Campaign to recruit for 'mental nursing'
Date: 1950s
Catalogue reference: View the record INF 13/117 in the catalogue
Mental health issues have always been a feature of society, although the way they have been described has changed, and indeed grown more compassionate. ‘Mental nursing’, as it was sometimes called, was a feature of the NHS from its beginnings.
In 1965, one MP – David Griffiths, Labour MP for Rother Valley 1945–1970) – who remembered mental health provision under the Poor Laws in the 1920 said the progress the government had made in how people were treated was ‘remarkable’ but there was still more to be done. Part of this work was recruiting passionate and talented nurses, via campaigns like this one in the 1950s.

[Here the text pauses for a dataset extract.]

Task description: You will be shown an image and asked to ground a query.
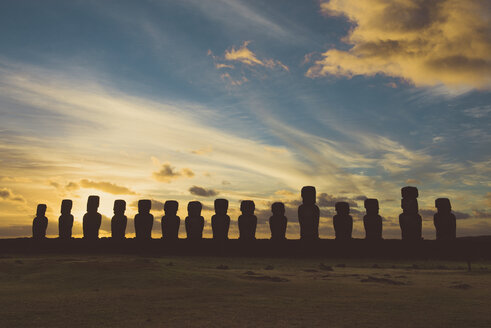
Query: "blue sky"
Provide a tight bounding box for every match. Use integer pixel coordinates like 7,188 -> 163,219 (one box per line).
0,0 -> 491,238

Publicity material showing the range of NHS professions
Date: 1960s
Catalogue reference: View the record INF 13/117 in the catalogue
Since its inception NHS recruitment programmes have often focused on nurses and other medics such as doctors, dentists and other healthcare professionals. But the Service has always been much more than that. Patients need feeding and moving, the hospitals need cleaning and maintaining, the vast administrative machinery of a national healthcare body needs to be operated.
A government inquiry into the recruitment of administrative staff in 1963 feared that recruitment of administrative staff was too decentralised and unstructured, and for much of the NHS’ history recruitment of support staff was left to individual hospitals or authorities, with some oversight of numbers. However, central government provided publicity material, showing the range of professions which were need to operate the NHS.